The bigger issue for me is probably the lack of regulation and transparency around all of this. The technology is moving so much faster than the conversations around ethics, copyright and environmental impact. Businesses are already using AI-generated visuals commercially, often without making it obvious that they’re AI-generated. I think at some point there’ll need to be clearer rules around disclosure and how this stuff is being used.

I can also understand why creatives feel frustrated when massive organisations start cutting corners with AI despite having the budgets to hire real people. There’s a difference between a local business experimenting with tools because money’s tight and huge companies replacing creative jobs just because they can save time or cash.

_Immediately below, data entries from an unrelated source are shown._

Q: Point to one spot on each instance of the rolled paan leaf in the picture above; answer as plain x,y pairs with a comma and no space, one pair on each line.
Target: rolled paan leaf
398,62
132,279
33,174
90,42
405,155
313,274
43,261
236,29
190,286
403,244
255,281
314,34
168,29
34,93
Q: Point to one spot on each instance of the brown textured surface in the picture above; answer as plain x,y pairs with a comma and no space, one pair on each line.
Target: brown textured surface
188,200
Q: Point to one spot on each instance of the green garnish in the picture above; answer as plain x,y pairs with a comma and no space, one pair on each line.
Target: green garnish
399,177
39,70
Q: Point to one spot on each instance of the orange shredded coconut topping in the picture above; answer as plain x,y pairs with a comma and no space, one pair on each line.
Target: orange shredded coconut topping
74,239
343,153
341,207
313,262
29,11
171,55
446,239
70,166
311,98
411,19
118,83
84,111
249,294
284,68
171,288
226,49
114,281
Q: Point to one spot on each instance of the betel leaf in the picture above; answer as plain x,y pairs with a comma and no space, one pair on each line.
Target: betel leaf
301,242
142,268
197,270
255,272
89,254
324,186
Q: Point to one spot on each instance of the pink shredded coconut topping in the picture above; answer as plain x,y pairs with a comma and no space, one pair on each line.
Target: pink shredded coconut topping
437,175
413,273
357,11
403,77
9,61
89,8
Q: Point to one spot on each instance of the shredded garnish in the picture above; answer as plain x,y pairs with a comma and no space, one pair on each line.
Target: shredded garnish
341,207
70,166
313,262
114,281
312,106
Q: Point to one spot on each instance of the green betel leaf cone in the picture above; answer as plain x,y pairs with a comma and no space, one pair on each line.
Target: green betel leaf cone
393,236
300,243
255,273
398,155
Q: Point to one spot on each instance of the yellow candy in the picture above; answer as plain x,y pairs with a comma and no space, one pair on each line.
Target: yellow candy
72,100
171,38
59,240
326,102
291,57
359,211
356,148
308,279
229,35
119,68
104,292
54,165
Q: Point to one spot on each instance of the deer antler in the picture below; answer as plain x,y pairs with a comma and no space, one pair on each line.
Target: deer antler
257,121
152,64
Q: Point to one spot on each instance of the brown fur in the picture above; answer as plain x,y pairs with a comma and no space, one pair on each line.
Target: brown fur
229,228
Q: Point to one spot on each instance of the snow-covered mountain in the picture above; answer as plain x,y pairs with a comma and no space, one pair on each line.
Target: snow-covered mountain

At the same time, I don’t think this is necessarily the end of creative industries. Every new technology creates panic at first. People thought television would kill radio, or the internet would kill television. For me, it’s more about adapting than resisting completely. AI’s already part of the tools we use every day, whether people realise it or not. The challenge now is making sure it’s used responsibly, transparently and without losing the human side of creative work altogether.